Variations: use wildcards to match even when the human only supplied partial information (these searches will run slower, mostly due to the leading *s)
source="SecondarySearch.csv" Name="*$input$*" OR Phone="*$input$*"
Of course, if the human is supplying specifc inputs: $name$ and $number$, then you could do this
source="SecondarySearch.csv" Name="$name$" OR Phone="$number$"
which will give you all entries that have either the name or the number or both.

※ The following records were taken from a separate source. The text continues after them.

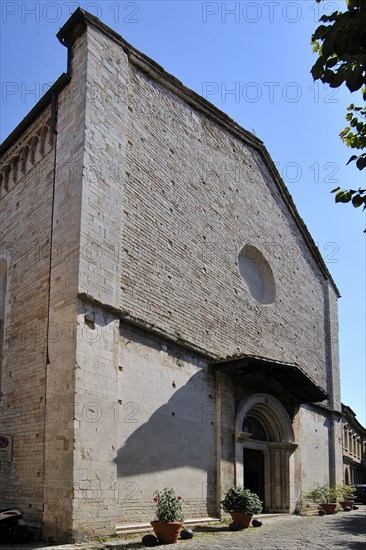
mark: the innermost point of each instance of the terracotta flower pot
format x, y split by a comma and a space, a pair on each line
329, 507
167, 533
345, 503
242, 519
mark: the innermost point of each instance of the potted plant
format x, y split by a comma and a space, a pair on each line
169, 516
241, 504
346, 495
326, 497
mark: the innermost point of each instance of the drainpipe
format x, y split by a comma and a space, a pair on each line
218, 441
332, 416
53, 124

Thanks, but no, that's solving a different problem. I know with absolute certainty that I'll be given the NAME. But some of the log entries will have ONLY the Phone#. To show the total history for the "person" . . . I need use the Name to lookup the Phone, then performing a 2nd search, I find all three types of log entries. Those with Name only (which the given name would have found), and those with Name+Phone (which the given name also would find), AND those with Phone-Only (which I have to lookup "by association". Name alone wouldn't find the entries that have Phone # only). So I use Name to find Phone, then perform a secondary search by Either Name OR Phone . . . and get all three types of log entries for a complete history. I'm finding the Phone (given the name) fine, but can't then get the secondary search to work. Thanks though.